The PD-L1 expression can be used as a prognostic indicator predictive of RFS in patients with surgically resected stage I lung adenocarcinomas. There may be a possibility for immunotherapy targeting the PD-L1 pathway in patients with lung adenocarcinoma in the future.

Introduction

Lung cancer, especially non-small cell lung cancer (NSCLC), is currently the leading cause of cancer-related death in the United States and worldwide [1]. Most lung cancer patients are diagnosed at an advanced stage, while conventional platinum-based chemotherapy has improved survival within its greatest effectiveness [2]. In the past decades, molecular targeted therapy for the predominant cell type, lung adenocarcinoma, has been the major breakthrough in lung cancer treatment [3]. With the understanding of cancer biology and oncogenic mutations, patients harbouring specific mutations may have significant and durable responses from targeted therapies [4]. However, cancer cells are highly adaptable and may acquire additional mutations and evolve to become drug-resistant, resulting in disease progression clinically [5].

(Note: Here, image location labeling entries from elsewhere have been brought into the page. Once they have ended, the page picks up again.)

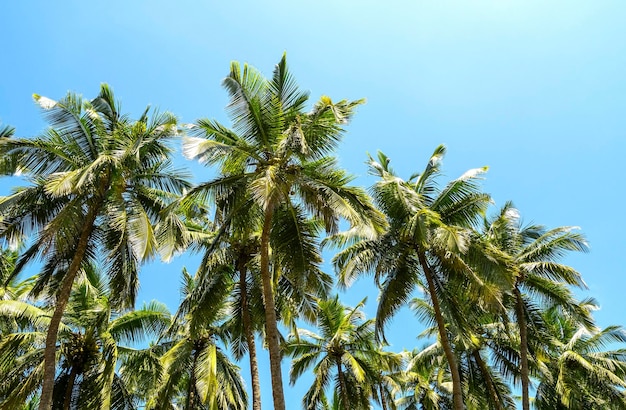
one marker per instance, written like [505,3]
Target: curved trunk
[247,329]
[523,333]
[345,400]
[191,389]
[271,327]
[495,398]
[62,298]
[457,393]
[69,389]
[383,401]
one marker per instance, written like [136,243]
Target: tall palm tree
[99,184]
[578,372]
[196,373]
[90,342]
[345,351]
[532,255]
[278,153]
[429,232]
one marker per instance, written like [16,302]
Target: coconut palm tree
[279,154]
[90,342]
[345,351]
[99,184]
[196,373]
[429,233]
[578,372]
[532,255]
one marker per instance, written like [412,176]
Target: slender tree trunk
[62,299]
[247,329]
[383,400]
[457,393]
[191,389]
[345,400]
[69,389]
[271,326]
[495,399]
[523,333]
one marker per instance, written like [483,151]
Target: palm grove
[101,196]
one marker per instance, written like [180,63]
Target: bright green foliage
[195,372]
[344,355]
[91,340]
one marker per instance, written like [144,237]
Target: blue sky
[536,90]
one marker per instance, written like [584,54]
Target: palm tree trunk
[523,333]
[271,326]
[383,401]
[69,389]
[345,400]
[457,393]
[62,298]
[495,399]
[191,389]
[247,329]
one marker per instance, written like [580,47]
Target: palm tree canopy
[91,157]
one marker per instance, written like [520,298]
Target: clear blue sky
[536,90]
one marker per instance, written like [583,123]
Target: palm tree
[99,184]
[91,338]
[578,372]
[346,348]
[278,154]
[483,385]
[195,371]
[532,255]
[429,232]
[425,380]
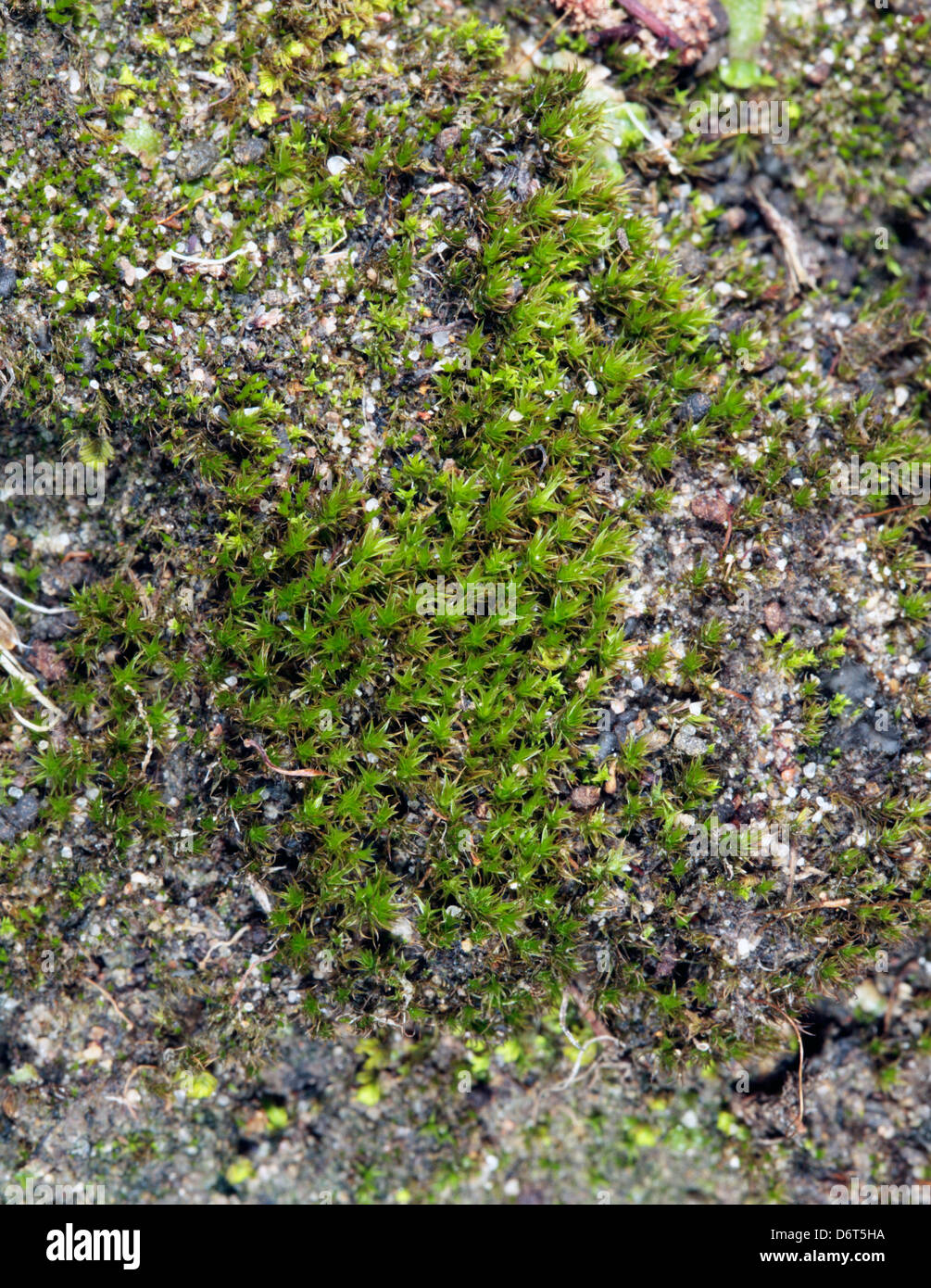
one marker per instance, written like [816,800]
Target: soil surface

Immunotherapy has been studied to redirect host immune responses to match the adaptability of cancer cells. In terms of NSCLC, allogenic cancer vaccines, autologous cell therapy and T-cell modulating agents are the most studied immunotherapies currently [6], while multiple agents are being investigated in phase II or III trials [7]. T-cells are dominant in host antitumour immune function by their capability of recognising cancer cells as abnormal and by further generating a population of cytotoxic T lymphocytes that can infiltrate the tumour mass and kill tumour cells. The checkpoints of T-cell activation refer to the inhibitory pathway that is crucial for maintaining self-tolerance and avoiding physiologic immune response-related bystander tissue damage [8]. Cancer cells can evade host immune systems by expressing certain ligands to down-regulate cytotoxic T lymphocytes through these inhibitory pathways, which are usually initiated by ligand-receptor interactions. Thus, blocking the specific ligand or receptor by antibodies may lead to the reactivation of host immune responses and antitumour effects [8].

Cytotoxic T lymphocyte-associated antigen 4 (CTLA-4) acts as an inhibitory receptor for down-regulating T-cell activation at its initial stage, and is also the first corroborated target of checkpoint blockade in cancer therapy. Ipilimumab, an anti-CTLA-4 monoclonal antibody, has a promising effect on improving overall survival of patients with previously treated metastatic melanoma [9] and has been investigated in a phase II trial for treatment of NSCLC, with promising results [10]. However, this therapy is frequently accompanied by severe and unfavourable immune reactions. Programmed cell death-1 (PD-1) is another immune checkpoint expressed on the surface of T-cells upon activation [11]. Programmed cell death-ligand 1 (PD-L1) (B7-H1) is the major ligand for PD-1 and is expressed in various type of cancers [12]. Both anti-PD-1 [13] and anti-PD-L1 [14] monoclonal antibodies have been studied in phase I clinical trials. Some patients with NSCLC have had durable and significant responses. Tumour expression of PD-L1, which is detected by immunohistochemistry in formalin-fixed paraffin-embedded tissue samples, has been associated with positive responses to anti-PD-1 or anti-PD-L1 treatment [13], [14], [15]. However, data regarding the prevalence and prognostic role of PD-L1 expression in NSCLC are limited and the results of several small series studies are inconsistent [16], [17], [18], [19].

This study focused on patients with resected stage I pulmonary adenocarcinoma and evaluated the association of PD-L1 expression with clinicopathologic parameters and clinical outcomes, as well as the major driver mutations of lung adenocarcinoma in East Asians, including mutations in the genes of epidermal growth factor receptor (EGFR), Kirsten rat sarcoma viral oncogene homolog (KRAS), v-raf murine sarcoma viral oncogene homolog B (BRAF) and anaplastic lymphoma kinase (ALK).